Dr. Amelia tries to be a matchmaker in this early thirsty.

So periodically, Dr. Amelia has the little flakies work together on something in pairs. She often assigns the pairings (and assigns groups, too), since when the flakies do it themselves, they often seem to learn less for some reason...So she tries to pair up people who can learn from each other, based on what the assignment is.

However, there is always that one kid. The one who talks a lot, but has little to say. The one who doesn't have the social skills to match their position in a college classroom. The one who starts talking and doesn't stop even as all the other eyes roll up to the ceiling. The kid is smart. S/he has some of the best answers in the class on written work.

Q: So when I assign the pairs, do I put hir with the popular but too cool for school kid who learn a lot from the pairing, or from the nice, but long-suffering kid who is also smart, but too kind to protest the match?


  1. @Amelia: The fact that you're contemplating this says something good.

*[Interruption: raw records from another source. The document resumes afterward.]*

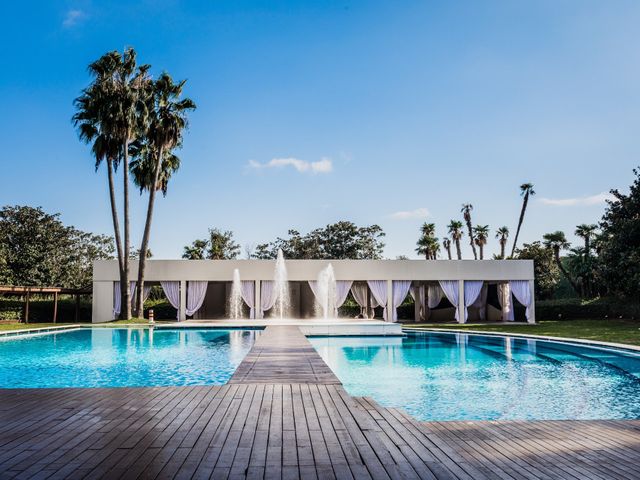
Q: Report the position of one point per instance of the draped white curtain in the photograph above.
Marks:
(268, 295)
(472, 289)
(450, 289)
(521, 290)
(418, 294)
(504, 298)
(434, 296)
(481, 302)
(247, 291)
(117, 299)
(400, 290)
(379, 292)
(172, 292)
(196, 291)
(359, 292)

  2. What you don't do is put all three together. THAT was a disaster

  3. My experience is that groups do better when they're homogeneous on the critical variable/s. I'd put this student with the other brightest and then give the whole class guidance, even a worksheet that enforces taking turns, and emphasize equal time and input.

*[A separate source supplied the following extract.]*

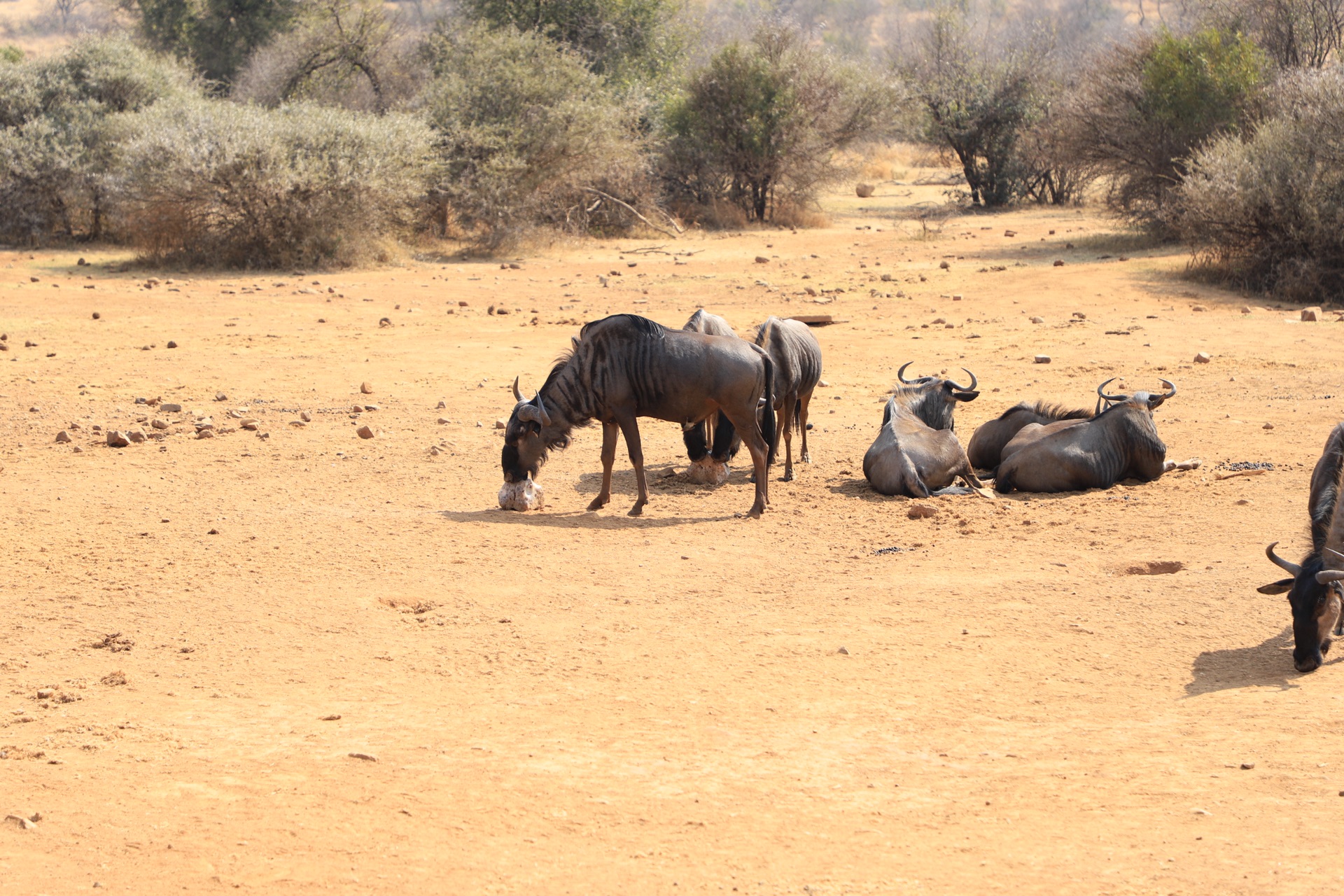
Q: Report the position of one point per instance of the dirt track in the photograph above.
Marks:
(565, 701)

  4. I came up with two nice pairings this year: a conscientious but dumb student with a bright one who'd been having attendance issues, and a shy one with a gregarious one, who didn't know each other at all and pulled off the best assignment in the class. It also seemed to me that pairs who knew each other tended to do less quality work, so I might assign them all next time.

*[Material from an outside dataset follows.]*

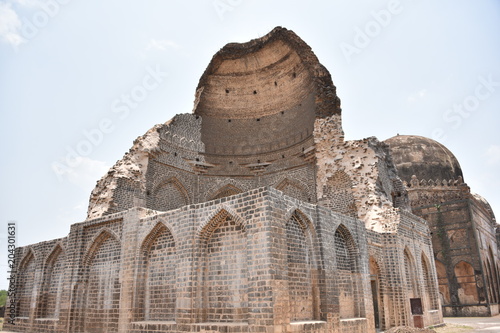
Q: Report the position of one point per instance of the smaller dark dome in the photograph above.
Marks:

  5. I like ovreductd's approach, but I'd probably go with option #1, on the assumption that the too-cool kid might learn something, and at least has the social skills to deal with that kid. Having been the smart, relatively quiet, too-kind-to-protest kid, I'd be reluctant to saddle him/her with a difficult partner.

    But except for very brief exercises, I usually go for groups considerably larger than two (in part because some of my student are so given to appearing only at irregular intervals), and I tend to sort them by choices they've already made (e.g. major). That makes for uneven-sized and sometimes surprisingly homogeneous (by one factor or another) groupings, but at least I don't lose any sleep over whom to put with whom. And they seem to cope. Female engineers are already pretty used to being the only woman in the group (and vice versa for male nurses).

  6. I let students pick their own groups but since they are freshmen, they don't always know each other well. Random students join groups together. After a few weeks of lab, the students who don't contribute get dropped out of their respective groups. Word gets around and they are not invited into other groups. The slackers end up forming their own group. They either all drop out or they are forced to do some work. I don't care one way or the other but I'm glad that the hard working students don't have to deal with them any more.